Boyes et al. launch their new ‘environmental STEM’ technique with a study of platinum clusters held at 670 K and under 2 Pa of hydrogen gas. Whilst this is still below the pressure of industrial catalytic reactions, it is substantially above the pressure required to completely saturate surface and bulk adsorption sites and so can be said to cross the problematic pressure gap of previous work. Spatial resolution is demonstrated by direct, dynamic visualisation of individual Pt atoms as they migrate between nanoparticles during sintering – the first such STEM visualisation of atom migration under such conditions and an observation that would be beyond typical TEM experiments. They go on to show – by counting atoms directly – that the clusters restructure at elevated temperatures and pressures. This is precisely the kind of information that is required if active sites on realistic catalysts are to be identified.

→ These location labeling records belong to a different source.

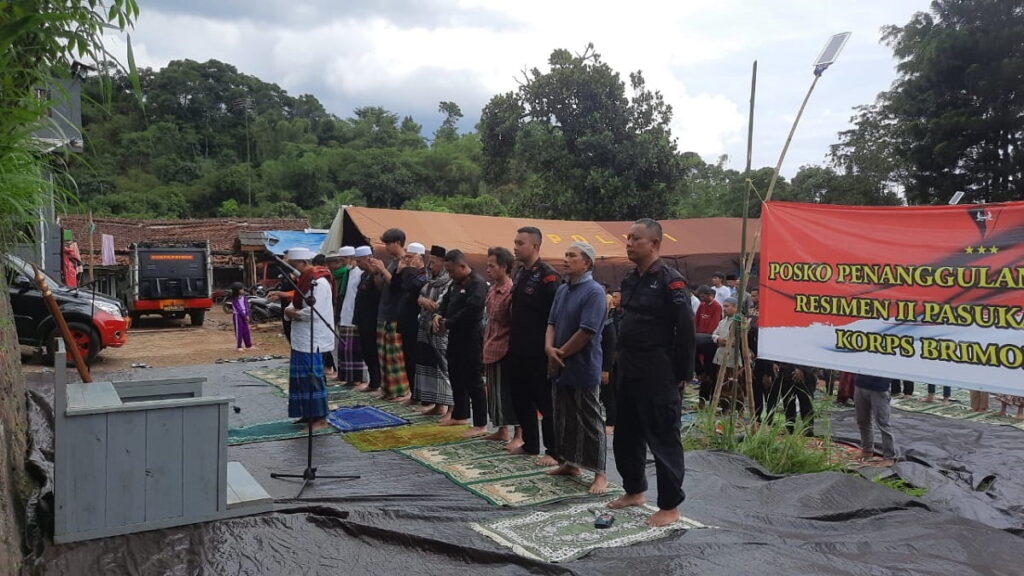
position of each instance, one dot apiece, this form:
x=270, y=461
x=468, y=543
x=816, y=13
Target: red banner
x=931, y=293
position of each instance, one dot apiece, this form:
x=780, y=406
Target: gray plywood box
x=142, y=455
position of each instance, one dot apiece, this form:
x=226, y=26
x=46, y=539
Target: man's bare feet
x=547, y=460
x=565, y=469
x=663, y=518
x=628, y=500
x=501, y=435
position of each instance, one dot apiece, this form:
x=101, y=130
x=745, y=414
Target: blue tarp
x=279, y=241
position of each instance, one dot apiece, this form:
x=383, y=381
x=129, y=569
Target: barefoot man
x=311, y=335
x=460, y=315
x=532, y=292
x=655, y=358
x=572, y=344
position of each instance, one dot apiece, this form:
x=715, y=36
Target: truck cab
x=170, y=280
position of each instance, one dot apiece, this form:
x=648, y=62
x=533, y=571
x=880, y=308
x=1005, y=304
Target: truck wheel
x=84, y=337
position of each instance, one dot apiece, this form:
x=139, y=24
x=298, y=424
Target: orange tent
x=696, y=247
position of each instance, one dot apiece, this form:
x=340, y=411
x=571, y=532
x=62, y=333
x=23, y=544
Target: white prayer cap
x=299, y=254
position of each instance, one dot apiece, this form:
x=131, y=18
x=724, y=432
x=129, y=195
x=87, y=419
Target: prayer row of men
x=425, y=329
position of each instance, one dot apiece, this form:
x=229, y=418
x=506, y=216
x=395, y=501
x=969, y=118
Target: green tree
x=954, y=118
x=578, y=147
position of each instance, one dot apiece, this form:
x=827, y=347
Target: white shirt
x=722, y=292
x=323, y=336
x=348, y=303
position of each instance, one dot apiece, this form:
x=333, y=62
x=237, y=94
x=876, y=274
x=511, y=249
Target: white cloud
x=409, y=55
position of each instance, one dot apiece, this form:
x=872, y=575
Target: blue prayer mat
x=351, y=418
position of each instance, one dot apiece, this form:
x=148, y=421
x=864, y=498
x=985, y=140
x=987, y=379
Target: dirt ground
x=161, y=342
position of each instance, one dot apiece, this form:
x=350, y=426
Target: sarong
x=394, y=381
x=351, y=368
x=432, y=383
x=500, y=408
x=580, y=438
x=306, y=386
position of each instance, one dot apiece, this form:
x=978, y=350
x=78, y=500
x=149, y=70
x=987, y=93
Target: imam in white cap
x=299, y=254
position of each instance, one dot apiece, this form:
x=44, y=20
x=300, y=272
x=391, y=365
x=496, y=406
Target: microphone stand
x=309, y=474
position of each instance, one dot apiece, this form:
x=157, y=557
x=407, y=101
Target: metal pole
x=778, y=166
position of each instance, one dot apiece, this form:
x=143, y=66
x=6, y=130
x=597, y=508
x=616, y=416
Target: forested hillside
x=573, y=141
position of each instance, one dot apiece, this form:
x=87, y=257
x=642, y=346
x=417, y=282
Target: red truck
x=170, y=279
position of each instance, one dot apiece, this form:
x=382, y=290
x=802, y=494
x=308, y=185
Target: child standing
x=240, y=312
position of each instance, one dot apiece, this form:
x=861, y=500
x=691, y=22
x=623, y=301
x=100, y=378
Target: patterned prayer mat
x=568, y=533
x=958, y=408
x=268, y=432
x=404, y=437
x=486, y=469
x=278, y=377
x=354, y=418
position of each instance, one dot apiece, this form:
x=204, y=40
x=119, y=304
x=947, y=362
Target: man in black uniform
x=532, y=293
x=655, y=359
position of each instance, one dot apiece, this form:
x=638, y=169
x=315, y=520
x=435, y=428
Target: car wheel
x=85, y=338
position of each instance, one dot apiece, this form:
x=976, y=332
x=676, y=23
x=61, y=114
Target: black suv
x=95, y=321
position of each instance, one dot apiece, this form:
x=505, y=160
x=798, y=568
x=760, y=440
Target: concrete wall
x=13, y=439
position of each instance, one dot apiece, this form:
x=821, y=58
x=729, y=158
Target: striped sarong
x=351, y=368
x=432, y=383
x=394, y=380
x=306, y=386
x=500, y=395
x=579, y=428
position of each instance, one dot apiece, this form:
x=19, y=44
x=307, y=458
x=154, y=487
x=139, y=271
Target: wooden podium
x=142, y=455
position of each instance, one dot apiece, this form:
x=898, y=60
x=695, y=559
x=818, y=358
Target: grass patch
x=900, y=485
x=771, y=444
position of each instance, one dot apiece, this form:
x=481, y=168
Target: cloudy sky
x=410, y=54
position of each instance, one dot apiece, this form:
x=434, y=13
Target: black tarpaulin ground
x=402, y=519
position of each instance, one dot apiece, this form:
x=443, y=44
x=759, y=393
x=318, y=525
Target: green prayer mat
x=267, y=432
x=404, y=437
x=484, y=468
x=278, y=377
x=958, y=408
x=567, y=533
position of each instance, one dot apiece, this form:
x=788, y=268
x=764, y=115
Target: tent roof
x=473, y=235
x=280, y=241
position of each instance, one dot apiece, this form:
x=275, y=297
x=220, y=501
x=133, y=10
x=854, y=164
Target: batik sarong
x=580, y=438
x=351, y=368
x=500, y=408
x=394, y=380
x=306, y=386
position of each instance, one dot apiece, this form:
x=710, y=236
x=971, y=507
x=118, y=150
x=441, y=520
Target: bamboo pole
x=51, y=303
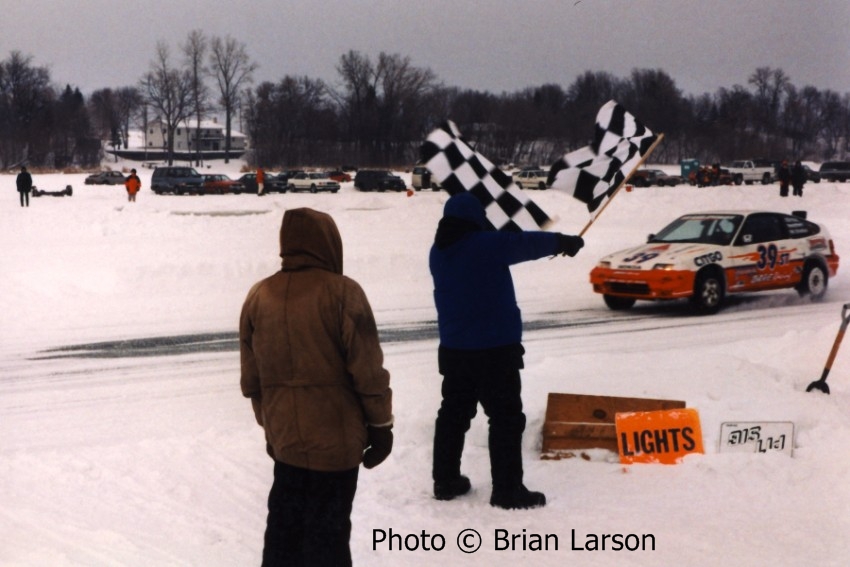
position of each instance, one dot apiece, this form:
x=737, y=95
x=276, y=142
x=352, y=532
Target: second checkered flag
x=458, y=167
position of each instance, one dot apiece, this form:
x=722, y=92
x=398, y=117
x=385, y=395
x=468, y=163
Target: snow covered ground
x=125, y=440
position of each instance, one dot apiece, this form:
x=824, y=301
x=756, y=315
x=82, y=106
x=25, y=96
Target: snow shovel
x=821, y=384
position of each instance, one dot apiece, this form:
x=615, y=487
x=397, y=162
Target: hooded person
x=480, y=352
x=132, y=184
x=312, y=365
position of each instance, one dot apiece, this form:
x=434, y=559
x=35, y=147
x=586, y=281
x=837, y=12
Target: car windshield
x=702, y=229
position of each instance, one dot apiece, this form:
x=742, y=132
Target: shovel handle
x=845, y=320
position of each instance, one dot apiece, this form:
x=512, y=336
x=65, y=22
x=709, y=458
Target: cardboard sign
x=575, y=422
x=658, y=436
x=757, y=437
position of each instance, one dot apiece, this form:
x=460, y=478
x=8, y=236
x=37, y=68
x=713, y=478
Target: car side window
x=761, y=228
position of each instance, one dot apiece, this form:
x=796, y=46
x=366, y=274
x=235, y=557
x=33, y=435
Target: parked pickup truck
x=749, y=172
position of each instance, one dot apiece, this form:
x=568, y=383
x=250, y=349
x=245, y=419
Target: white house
x=188, y=138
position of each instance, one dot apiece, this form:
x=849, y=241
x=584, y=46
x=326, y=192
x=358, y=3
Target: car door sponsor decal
x=710, y=258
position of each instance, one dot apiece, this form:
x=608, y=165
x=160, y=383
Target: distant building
x=188, y=139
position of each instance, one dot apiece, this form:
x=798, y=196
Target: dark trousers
x=309, y=522
x=490, y=377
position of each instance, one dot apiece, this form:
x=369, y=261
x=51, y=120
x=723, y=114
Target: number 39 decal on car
x=706, y=256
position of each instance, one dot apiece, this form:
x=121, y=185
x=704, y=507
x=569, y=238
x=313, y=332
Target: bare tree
x=195, y=51
x=168, y=90
x=129, y=102
x=232, y=69
x=25, y=101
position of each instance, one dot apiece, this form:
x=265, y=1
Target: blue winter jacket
x=473, y=289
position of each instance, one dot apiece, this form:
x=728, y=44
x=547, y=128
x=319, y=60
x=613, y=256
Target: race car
x=706, y=256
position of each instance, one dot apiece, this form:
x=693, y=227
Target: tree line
x=380, y=109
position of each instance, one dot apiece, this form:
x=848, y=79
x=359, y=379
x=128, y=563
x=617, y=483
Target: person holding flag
x=480, y=352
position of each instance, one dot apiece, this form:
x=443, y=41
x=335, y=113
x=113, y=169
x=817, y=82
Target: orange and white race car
x=705, y=256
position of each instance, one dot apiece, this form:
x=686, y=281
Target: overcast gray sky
x=491, y=45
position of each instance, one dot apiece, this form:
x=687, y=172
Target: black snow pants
x=490, y=377
x=309, y=522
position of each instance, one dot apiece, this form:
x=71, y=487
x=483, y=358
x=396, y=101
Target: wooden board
x=575, y=422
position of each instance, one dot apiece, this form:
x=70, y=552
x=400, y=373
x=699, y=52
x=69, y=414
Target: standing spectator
x=132, y=184
x=261, y=180
x=798, y=178
x=313, y=368
x=24, y=183
x=784, y=175
x=480, y=352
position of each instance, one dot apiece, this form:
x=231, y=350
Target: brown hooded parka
x=311, y=361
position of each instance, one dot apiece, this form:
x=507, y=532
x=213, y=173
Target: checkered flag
x=458, y=168
x=593, y=173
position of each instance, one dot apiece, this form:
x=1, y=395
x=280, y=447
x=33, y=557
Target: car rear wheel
x=617, y=303
x=814, y=282
x=709, y=292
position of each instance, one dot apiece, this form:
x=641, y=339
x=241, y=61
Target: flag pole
x=624, y=181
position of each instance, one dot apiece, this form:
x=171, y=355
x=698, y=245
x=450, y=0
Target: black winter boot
x=518, y=498
x=449, y=489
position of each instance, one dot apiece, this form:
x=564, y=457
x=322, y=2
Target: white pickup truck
x=749, y=172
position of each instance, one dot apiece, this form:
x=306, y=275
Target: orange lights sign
x=663, y=436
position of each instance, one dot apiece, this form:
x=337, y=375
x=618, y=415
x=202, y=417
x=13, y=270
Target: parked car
x=272, y=183
x=218, y=184
x=176, y=179
x=706, y=256
x=378, y=180
x=339, y=176
x=835, y=171
x=647, y=177
x=811, y=174
x=531, y=179
x=421, y=179
x=105, y=178
x=667, y=180
x=313, y=182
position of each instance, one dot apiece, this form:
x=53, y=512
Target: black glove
x=380, y=446
x=569, y=245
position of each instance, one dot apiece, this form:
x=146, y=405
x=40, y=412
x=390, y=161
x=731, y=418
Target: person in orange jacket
x=132, y=184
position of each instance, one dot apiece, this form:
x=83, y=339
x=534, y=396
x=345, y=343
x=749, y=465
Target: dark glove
x=380, y=446
x=569, y=245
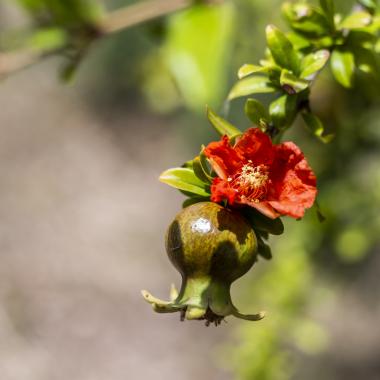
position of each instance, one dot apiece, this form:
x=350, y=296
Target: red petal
x=293, y=182
x=221, y=190
x=223, y=157
x=256, y=146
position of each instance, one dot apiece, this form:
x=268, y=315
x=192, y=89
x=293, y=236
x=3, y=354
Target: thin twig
x=114, y=21
x=140, y=12
x=11, y=62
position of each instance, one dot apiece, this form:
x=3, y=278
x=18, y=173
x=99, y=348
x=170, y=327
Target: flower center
x=251, y=182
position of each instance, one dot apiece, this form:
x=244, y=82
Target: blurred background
x=83, y=215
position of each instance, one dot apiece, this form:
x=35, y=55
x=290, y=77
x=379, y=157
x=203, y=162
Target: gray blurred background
x=84, y=216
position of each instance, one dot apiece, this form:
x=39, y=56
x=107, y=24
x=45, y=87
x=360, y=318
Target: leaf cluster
x=292, y=62
x=195, y=177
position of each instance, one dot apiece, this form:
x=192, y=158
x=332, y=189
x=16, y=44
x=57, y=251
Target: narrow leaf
x=251, y=85
x=282, y=49
x=249, y=69
x=291, y=84
x=223, y=127
x=343, y=66
x=329, y=10
x=315, y=125
x=263, y=249
x=193, y=200
x=256, y=112
x=200, y=172
x=356, y=20
x=313, y=63
x=369, y=4
x=306, y=19
x=184, y=179
x=283, y=111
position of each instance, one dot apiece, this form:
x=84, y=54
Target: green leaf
x=256, y=112
x=249, y=69
x=313, y=63
x=366, y=61
x=184, y=179
x=315, y=125
x=299, y=42
x=196, y=66
x=193, y=200
x=47, y=39
x=291, y=84
x=370, y=4
x=263, y=249
x=329, y=11
x=282, y=49
x=306, y=19
x=343, y=67
x=283, y=111
x=251, y=85
x=223, y=127
x=356, y=20
x=200, y=171
x=262, y=223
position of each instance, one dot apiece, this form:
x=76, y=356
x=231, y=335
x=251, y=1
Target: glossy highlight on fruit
x=211, y=247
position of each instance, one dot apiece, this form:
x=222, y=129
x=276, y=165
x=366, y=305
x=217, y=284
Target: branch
x=11, y=62
x=140, y=12
x=115, y=21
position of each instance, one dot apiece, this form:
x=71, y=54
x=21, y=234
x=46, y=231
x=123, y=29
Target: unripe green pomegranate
x=211, y=247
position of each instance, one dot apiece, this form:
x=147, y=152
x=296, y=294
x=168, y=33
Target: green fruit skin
x=211, y=247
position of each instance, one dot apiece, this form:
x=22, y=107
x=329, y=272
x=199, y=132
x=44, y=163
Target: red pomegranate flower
x=274, y=179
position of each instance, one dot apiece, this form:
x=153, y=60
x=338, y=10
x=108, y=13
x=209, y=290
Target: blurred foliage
x=187, y=60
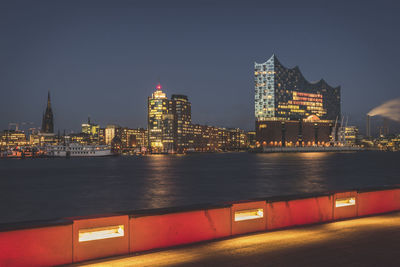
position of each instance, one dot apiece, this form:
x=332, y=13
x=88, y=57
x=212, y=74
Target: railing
x=70, y=240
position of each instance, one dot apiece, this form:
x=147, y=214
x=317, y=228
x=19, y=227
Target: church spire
x=47, y=123
x=48, y=100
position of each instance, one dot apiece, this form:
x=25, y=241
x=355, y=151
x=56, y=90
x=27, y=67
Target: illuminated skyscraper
x=182, y=122
x=284, y=94
x=289, y=110
x=47, y=122
x=92, y=130
x=160, y=122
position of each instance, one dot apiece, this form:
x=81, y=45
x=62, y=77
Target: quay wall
x=76, y=239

There is much to look forward to from the new environmental STEM technique. Atomic-resolved studies of catalytic activity are clearly a major area of future research, but a variety of other exciting experiments will be feasible within the temperature and pressure range offered here. These include studies of gas-induced phase changes, sintering, embrittlement and characterisation of more delicate samples that require to be hydrated during imaging. Looking forward, one might also wonder what further advances in technique are feasible. Here, an intriguing possibility would be the incorporation of next-generation monochromated electron sources  that may enable studies of vibrational states of molecular adsorbates during catalysis: watch this space.